The White House and Congress have struck a major deal on a $2 trillion economic stimulus package. As of late Wednesday (March 25), the Senate unanimously approved the emergency relief bill. The Senate vote now sends the bill to the House, where Majority Leader, Steny Hoyer, announced a vote to approve it Friday (March 27) morning. President Trump said he intends to sign it immediately.
The package is poised to help the burden currently being carried by small businesses and the working-class community amid the economic slowdown caused by the global Coronavirus (COVID-19) pandemic.
The legislation, which is expected to be enacted within days, is the biggest economic relief package in modern American history, dwarfing the $800 billion stimulus bill passed in 2008 during the financial crisis. While the package still needs to pass Congress and Senate approval, relief is said to include $250 billion for direct payments to individuals and families, $350 billion in small business loans, $250 billion in unemployment insurance benefits and $500 billion in loans for distressed companies.
In addition, individuals who earn $75,000 in adjusted gross income or less would get direct payments of $1,200 each, with married couples earning up to $150,000 receiving $2,400—and an additional $500 per each child. The payment would scale down by income, phasing out entirely at $99,000 for singles and $198,000 for couples without children.

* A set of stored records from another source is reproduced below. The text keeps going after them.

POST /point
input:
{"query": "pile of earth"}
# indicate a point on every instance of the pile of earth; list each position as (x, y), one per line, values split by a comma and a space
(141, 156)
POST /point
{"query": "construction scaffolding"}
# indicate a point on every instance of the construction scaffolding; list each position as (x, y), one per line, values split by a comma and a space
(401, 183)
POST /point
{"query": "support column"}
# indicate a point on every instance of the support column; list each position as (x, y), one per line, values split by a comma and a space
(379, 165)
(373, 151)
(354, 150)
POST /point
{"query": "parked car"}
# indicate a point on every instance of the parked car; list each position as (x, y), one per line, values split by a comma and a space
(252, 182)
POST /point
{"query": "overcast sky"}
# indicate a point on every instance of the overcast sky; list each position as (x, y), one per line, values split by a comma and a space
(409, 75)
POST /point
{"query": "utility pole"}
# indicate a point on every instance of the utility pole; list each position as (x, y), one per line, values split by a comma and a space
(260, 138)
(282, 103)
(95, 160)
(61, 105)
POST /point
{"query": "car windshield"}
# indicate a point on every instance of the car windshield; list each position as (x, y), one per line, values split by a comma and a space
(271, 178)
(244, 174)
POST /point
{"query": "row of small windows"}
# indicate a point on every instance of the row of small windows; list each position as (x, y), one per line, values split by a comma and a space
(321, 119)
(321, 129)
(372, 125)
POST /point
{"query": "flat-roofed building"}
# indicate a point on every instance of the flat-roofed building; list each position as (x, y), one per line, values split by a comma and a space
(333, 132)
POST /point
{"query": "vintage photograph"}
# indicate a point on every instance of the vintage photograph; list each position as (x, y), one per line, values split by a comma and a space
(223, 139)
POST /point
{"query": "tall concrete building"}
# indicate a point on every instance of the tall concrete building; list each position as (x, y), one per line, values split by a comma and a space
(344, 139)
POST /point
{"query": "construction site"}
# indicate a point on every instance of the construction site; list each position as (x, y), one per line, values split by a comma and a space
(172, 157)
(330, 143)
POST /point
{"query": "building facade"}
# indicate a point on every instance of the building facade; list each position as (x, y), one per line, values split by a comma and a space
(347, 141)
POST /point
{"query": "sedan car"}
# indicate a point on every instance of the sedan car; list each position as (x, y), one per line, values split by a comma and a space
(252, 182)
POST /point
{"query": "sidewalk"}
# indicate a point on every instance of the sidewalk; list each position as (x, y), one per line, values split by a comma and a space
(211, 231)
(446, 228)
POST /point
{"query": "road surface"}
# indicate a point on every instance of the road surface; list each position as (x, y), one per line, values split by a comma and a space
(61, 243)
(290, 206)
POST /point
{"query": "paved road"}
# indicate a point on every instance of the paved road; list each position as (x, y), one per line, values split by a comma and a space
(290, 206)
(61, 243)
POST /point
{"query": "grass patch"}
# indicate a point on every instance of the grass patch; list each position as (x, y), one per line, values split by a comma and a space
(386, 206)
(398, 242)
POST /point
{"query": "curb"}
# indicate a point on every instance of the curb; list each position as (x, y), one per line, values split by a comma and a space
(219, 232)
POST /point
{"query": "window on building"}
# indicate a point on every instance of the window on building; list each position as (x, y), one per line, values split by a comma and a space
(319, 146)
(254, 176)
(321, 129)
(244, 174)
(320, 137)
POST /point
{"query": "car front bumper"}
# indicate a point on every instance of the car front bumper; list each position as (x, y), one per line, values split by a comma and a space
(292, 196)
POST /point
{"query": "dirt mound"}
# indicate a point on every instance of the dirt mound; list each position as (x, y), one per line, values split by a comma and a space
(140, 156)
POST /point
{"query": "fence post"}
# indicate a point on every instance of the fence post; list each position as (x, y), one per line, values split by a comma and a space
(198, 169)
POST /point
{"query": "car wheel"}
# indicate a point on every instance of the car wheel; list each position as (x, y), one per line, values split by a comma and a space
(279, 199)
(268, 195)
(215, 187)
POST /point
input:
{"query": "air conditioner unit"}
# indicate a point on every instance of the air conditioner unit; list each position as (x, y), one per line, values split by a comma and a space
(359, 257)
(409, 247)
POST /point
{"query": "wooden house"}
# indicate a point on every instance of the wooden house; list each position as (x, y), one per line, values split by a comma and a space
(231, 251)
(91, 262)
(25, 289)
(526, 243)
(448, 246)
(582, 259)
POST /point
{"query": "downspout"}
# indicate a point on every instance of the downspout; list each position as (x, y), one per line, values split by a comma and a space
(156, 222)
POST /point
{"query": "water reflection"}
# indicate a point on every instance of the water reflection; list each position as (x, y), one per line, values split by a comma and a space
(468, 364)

According to a CNN report, negotiators also discussed providing four months of unemployment benefits, extending to self-employed workers. The bill would ensure the Small Business Administration could serve as a guarantor for loans of up to $10 billion for small businesses to ensure they can maintain their payrolls and pay off their debts. In addition, the bill would provide $130 billion in funding for hard-hit hospitals as well as $150 billion for state and local governments.
The country is waiting with baited breath for final approval. Challenges remain as several members of Congress have tested positive for the virus and many more have self-quarantined, making voting intricately more difficult. Updates are said to be forthcoming.
*Editors note: This post has been updated to reflect the passage of the bill by the Senate on March 25.